The Atlantic Canada Fish Farmers Association (ACFFA) is calling for the Canadian government to rethink its planned investments in wild Atlantic salmon conservation and restoration that would allocate money to the Atlantic Salmon Federation (ASF).
The ACFFA is an industry-funded association representing the fish-farming industry in Atlantic Canada, with members including Mowi Canada East, Cooke Aquaculture, Skretting, and Ocean Trout Canada. In an open letter to Canada Prime Minister Mark Carney and Canada Fisheries Minister Joanne Thompson, the association is calling for Canada to remove all public funds sent to the ASF.
“At a time when Canada must strengthen its food security, economic resilience, and rural communities, it is indefensible to allocate taxpayer dollars to an organization actively working to dismantle a responsible, highly regulated food production sector,” ACFFA Executive Director Tom Taylor wrote.
At issue is CAD 81.7 million (USD 59.1 million, EUR 50.5 million) in funding that will go toward wild Atlantic salmon, a species which is currently endangered in the U.S. and Canada. Canada’s Department of Fisheries and Oceans (DFO) pledged to support four projects working on Atlantic salmon conservation and restoration; one of those projects is a habitat connectivity assessment and barrier prioritization project led by the ASF. For the project, DFO promised CAD 286,000 (USD 207,000, EUR 177,000).
Taylor said that funding is going to an organization that has directly attacked Canadian aquaculture operations and companies through campaigns like “Off the Table,” which calls for consumers to never purchase farmed salmon.
“Campaigns such as ‘Off the Table’ and salmon.info are not neutral public education initiatives,” Taylor said. “They are deliberate, well-funded communications strategies designed to spread misleading and incomplete information about farmed salmon, with the explicit goal of discouraging its consumption and shutting down the sector.”
He said the salmon industry in Canada is heavily regulated, with multiple layers of oversight from both provincial and federal agencies, as well as regular environmental evaluations.

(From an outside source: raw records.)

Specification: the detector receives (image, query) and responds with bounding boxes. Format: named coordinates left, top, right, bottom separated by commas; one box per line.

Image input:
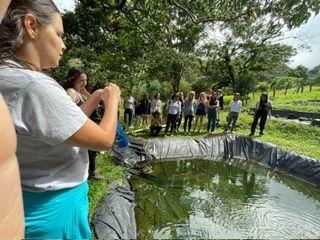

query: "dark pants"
left=165, top=113, right=178, bottom=133
left=88, top=150, right=97, bottom=174
left=124, top=109, right=133, bottom=126
left=176, top=114, right=182, bottom=131
left=184, top=115, right=194, bottom=132
left=150, top=125, right=162, bottom=135
left=225, top=112, right=239, bottom=131
left=251, top=110, right=268, bottom=134
left=207, top=108, right=217, bottom=132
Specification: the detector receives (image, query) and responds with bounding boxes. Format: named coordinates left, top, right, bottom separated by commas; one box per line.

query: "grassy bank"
left=245, top=86, right=320, bottom=112
left=235, top=113, right=320, bottom=159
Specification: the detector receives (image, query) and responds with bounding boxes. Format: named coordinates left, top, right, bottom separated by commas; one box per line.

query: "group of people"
left=124, top=89, right=273, bottom=137
left=0, top=0, right=273, bottom=239
left=124, top=89, right=224, bottom=135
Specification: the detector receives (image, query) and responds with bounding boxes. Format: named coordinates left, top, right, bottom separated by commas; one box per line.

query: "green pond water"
left=130, top=159, right=320, bottom=239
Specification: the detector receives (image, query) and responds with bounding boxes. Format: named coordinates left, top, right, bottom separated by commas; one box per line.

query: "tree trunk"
left=273, top=87, right=276, bottom=97
left=170, top=63, right=182, bottom=92
left=309, top=85, right=312, bottom=92
left=285, top=87, right=288, bottom=95
left=223, top=53, right=236, bottom=88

Taylor further explained that companies in the industry also contribute regularly to wild salmon recovery efforts, including the Fundy Salmon Recovery program, which created the world’s first wild salmon marine conservation farm on Grand Manan Island in New Brunswick and helped reverse wild salmon declines and rebuild the population.
“This initiative is delivering groundbreaking, measurable results: More than 13,000 mature wild salmon have been successfully returned to inner Bay of Fundy rivers, with over 700 tagged fish returning – the highest returns seen in decades,” Taylor said. “This is what responsible, science-based conservation looks like: collaboration, transparency, and outcomes. It stands in stark contrast to the approach taken by the ASF.”

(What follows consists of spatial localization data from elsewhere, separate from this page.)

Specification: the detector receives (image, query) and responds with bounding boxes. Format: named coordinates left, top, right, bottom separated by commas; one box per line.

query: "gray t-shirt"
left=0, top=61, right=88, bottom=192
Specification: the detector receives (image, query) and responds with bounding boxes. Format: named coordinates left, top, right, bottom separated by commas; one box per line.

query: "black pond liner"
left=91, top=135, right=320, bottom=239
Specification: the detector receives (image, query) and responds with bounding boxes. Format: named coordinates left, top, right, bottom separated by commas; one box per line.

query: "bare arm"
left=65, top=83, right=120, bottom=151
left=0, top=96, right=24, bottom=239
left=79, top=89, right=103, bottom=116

Taylor and the ACFFA are calling for a formal review of ASF’s charitable designation and claims the organization’s activity causes concern under the Competition Bureau, an independent law enforcement agency regulating competition in Canada.
“As you know, the Competition Bureau has expressly included the raising of funds for charitable or nonprofit purposes as a business activity that is subject to the deceptive marketing provisions of the Competition Act,” Taylor wrote.
He wrote the ASF’s campaigns against Canadian salmon farmers could fall under that umbrella and called for the government to reexamine funding the organization.
“Atlantic Canada’s fish farmers are responsible stewards of the ocean, advancing innovation, protecting wild salmon, and providing stable, year-round employment that sustains families and communities across the region. Our work strengthens Canada’s food security, economy, and global reputation as a producer of safe, high-quality protein,” Taylor wrote. “We call on the Government of Canada to ensure taxpayer dollars fund true conservation, uphold the integrity of our food systems, and reject organizations whose activities threaten both our rural communities and our nation’s ability to grow its own food.”